Volume 1 Issue 3 - Diesel Articles

LLY Underhood Airflow

For the same kind of thing happens with the LLY, only with heat, not sound. As you drive happily down the road, the air coming into the airbox is generally close to ambient temperatures, due to the air pressure on the front of the vehicle. However, the stock LLY airbox is fully open to under-hood air. When the engine temperature starts to rise from towing, that warmer air from the engine does influence the air that is pulled in by the airbox. The vicious cycle begins when the cooling fan kicks in. The hot air coming off the cooling stack gets blown over by the fan to the area of the airbox. This hot air is then sucked into the air intake and ingested by the turbocharger and, ultimately, the engine. That in itself is not a good thing – remember the hotrodder principle: cold air is best for power – but it is only the beginning of the thermal feedback loop.

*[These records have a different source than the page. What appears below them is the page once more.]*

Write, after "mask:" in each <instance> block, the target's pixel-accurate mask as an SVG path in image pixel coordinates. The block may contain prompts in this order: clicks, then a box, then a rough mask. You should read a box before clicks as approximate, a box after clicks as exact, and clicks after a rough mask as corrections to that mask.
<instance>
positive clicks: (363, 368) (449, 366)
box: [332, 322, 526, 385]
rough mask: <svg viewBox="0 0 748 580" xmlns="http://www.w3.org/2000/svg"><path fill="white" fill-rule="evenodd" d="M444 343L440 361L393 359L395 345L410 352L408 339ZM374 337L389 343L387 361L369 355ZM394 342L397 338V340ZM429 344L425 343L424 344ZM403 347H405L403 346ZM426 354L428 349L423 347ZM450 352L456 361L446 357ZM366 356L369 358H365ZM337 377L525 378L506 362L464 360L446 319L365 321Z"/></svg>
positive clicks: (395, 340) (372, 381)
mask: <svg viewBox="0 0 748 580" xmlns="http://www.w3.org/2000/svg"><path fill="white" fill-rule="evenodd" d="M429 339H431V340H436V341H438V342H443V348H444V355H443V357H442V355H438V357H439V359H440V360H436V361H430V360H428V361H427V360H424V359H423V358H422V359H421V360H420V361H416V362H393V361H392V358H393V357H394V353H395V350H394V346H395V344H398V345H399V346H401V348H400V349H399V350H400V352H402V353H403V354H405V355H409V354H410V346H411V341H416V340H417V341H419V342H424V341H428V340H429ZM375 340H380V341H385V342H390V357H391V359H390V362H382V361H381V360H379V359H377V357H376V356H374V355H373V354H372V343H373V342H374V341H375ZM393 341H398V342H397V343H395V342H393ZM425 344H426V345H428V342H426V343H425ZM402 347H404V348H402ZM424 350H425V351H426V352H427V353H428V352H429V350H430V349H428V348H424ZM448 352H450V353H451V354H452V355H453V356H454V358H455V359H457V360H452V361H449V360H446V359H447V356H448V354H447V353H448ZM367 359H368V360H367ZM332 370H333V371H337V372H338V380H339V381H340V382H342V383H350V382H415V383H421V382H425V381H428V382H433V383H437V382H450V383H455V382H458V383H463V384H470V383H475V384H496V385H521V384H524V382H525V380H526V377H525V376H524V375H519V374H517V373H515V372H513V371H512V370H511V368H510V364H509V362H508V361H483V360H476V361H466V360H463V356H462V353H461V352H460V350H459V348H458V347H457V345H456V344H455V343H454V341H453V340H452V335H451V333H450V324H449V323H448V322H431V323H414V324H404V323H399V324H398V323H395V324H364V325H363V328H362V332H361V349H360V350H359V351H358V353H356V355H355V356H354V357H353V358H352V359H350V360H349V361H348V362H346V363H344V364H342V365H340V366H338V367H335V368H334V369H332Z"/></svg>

We have to take into account two other components in the Duramax intake system: the turbocharger and the intercooler. First, the turbocharger needs to compress the incoming air to the desired pressure in the manifold, around 20 PSI at peak fueling in this case. At this point, two phenomena cause the temperature of the compressed air to rise sharply over its inlet temperature:

1. The action of compressing air
2. The heat generated by the turbo compressor itself.

No compressor is ever 100% efficient. Extra heat energy is added due to the inefficiency of the turbo compressor – normal operation for any turbocharger or supercharger. Enter a second component, the intercooler. It improves performance dramatically by cooling the heated, compressed air that comes from the turbocharger. This system works reasonably well for its intended purpose, creating a dense, relatively cool, air charge for the engine. But what happens to air passing over the intercooler to cool the air inside coming from the turbo? It is heated: not only by passing over the intercooler but also by passing through the radiator.

These two graphics illustrate the airflow of the LLY engine. The first (above), occurs when the cooling fan is “off”. Notice that the area of the air induction receives relatively cool air. The second (below), occurs when the cooling fan is “on”. It is clear that the operation of the cooling fan sends heated air into the air intake area – the beginning of a disabling thermal feedback loop.

This creates warmer underhood air temperatures. Some of this warmer air finds its way into the air intake. This becomes a particular problem when the cooling fan engages: then there is tremendous temperature increase in the air that is pulled into the intake. Of course, that heated air gets fed

right back into the turbocharger, only to be heated much more as it takes yet more energy to compress it to the desired pressure. The superheated air ends up being cooled by the intercooler, this time causing the ambient air that flows over the intercooler to get much hotter. That now extra-heated air ends up flowing over the radiator and back in the intake again and our thermal feedback loop is in full, red tide bloom.